Letters

AMG on Credit Risk Retention

Summary

The Asset Management Group of SIFMA (SIFMA AMG) provides comments to the Office of the Comptroller of the Currency (OCC), the Securities and Exchange Commission (SEC), the Board of Governors of the Federal Reserve System, the Federal Deposit Insurance Corporation (FDIC), the Federal Housing Finance Agency (FHFA), and the U.S. Department of Housing and Urban Development (HUD) (collectively, the Agencies) on the Agencies’ proposed rule for credit risk retention.

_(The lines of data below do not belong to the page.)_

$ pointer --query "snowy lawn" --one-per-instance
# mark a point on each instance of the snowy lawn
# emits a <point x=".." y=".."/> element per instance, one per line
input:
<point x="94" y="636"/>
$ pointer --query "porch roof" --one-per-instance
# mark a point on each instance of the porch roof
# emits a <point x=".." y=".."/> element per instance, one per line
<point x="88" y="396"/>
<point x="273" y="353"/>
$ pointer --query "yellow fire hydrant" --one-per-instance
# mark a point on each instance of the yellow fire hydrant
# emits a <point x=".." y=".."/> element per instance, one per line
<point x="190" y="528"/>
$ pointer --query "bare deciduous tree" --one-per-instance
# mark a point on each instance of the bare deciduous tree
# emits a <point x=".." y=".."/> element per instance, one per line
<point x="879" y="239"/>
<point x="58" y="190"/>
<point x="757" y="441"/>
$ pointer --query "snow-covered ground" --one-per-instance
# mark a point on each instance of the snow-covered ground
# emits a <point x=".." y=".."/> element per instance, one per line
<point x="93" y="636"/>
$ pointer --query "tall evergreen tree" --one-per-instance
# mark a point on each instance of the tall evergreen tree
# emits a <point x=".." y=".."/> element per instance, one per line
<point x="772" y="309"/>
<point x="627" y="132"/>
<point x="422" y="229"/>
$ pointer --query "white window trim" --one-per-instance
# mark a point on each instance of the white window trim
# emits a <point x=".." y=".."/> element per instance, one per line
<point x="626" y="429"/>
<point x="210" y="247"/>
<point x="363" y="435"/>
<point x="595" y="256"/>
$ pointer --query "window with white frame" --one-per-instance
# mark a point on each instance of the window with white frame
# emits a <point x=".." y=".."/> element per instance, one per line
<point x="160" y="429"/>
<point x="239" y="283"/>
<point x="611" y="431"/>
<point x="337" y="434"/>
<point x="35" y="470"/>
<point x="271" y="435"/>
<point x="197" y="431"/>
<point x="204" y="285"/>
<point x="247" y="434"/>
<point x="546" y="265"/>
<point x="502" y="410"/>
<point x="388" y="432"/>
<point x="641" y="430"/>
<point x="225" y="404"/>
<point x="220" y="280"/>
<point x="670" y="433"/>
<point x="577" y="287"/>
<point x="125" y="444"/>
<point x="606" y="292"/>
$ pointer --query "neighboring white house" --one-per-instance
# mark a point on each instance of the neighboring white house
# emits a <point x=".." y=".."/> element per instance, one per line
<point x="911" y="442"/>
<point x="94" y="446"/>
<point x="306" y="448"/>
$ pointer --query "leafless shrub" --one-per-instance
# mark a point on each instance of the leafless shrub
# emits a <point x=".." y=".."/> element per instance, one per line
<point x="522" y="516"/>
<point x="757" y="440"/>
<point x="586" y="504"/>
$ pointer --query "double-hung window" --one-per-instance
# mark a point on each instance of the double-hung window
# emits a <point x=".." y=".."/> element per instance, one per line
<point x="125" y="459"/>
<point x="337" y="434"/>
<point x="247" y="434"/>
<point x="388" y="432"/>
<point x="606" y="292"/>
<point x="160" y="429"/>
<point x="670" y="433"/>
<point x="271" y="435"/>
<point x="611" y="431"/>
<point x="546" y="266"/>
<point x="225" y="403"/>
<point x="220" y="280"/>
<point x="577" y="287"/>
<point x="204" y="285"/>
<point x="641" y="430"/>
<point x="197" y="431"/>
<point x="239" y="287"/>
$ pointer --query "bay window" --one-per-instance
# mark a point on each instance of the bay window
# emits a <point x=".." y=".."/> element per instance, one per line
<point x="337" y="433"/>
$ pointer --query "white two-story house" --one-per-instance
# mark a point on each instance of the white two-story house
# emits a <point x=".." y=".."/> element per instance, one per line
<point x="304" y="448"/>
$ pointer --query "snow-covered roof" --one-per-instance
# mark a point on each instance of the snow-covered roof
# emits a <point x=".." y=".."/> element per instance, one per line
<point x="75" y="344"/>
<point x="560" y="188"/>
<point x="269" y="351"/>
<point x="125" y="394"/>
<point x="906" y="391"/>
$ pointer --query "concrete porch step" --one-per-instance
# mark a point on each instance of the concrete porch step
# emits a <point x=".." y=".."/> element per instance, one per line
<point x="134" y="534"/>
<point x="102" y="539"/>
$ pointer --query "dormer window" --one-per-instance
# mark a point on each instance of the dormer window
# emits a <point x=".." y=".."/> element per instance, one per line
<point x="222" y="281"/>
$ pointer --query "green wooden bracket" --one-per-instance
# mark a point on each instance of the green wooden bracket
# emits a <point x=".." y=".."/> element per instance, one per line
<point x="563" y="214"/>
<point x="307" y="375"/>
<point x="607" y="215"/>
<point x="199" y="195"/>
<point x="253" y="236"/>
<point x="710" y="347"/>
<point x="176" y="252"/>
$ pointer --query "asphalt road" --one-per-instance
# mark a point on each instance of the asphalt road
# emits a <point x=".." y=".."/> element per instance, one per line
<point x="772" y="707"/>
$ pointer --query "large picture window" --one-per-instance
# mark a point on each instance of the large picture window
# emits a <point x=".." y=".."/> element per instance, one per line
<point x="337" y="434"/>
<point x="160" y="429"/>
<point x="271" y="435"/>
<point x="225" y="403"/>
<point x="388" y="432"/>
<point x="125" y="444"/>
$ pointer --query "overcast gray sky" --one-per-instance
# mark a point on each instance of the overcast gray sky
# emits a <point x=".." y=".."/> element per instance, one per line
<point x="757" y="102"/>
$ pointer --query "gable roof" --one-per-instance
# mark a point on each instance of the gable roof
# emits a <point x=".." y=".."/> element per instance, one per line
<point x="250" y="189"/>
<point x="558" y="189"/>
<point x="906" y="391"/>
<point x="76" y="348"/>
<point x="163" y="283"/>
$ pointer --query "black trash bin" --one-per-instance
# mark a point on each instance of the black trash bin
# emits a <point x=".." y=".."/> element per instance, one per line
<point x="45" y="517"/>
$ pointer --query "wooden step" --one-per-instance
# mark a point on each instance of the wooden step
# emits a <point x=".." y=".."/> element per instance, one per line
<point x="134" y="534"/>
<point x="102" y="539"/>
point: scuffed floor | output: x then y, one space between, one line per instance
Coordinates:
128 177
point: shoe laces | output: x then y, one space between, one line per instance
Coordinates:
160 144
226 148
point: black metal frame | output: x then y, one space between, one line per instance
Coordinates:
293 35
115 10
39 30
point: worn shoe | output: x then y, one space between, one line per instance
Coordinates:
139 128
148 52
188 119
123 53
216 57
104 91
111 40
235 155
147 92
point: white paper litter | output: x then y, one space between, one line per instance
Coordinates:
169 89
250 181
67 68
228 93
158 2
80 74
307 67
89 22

The 2013 Proposal revises the proposed rules previously published by the Agencies on April 29, 2011 (the 2011 Proposal).  Section 941 of the Dodd-Frank Wall Street Reform and Consumer Protection Act (Dodd Frank Act) requires the Agencies to prescribe regulations to require a securitizer to retain an economic interest in a portion of the credit risk for any asset that the securitizer, through the issuance of an asset-backed security, transfers, sells, or conveys to a third party. The regulations must require the retention of at least 5% of the credit risk for assets other than those subject to an exemption or exception.

SIFMA AMG believes that the governing principle underlying both the 2011 and 2013 Proposals—the alignment of economic interests between asset securitizers and investors through risk retention—is a critical step to the robust return of the private securitization market; and shares its views on the proposal.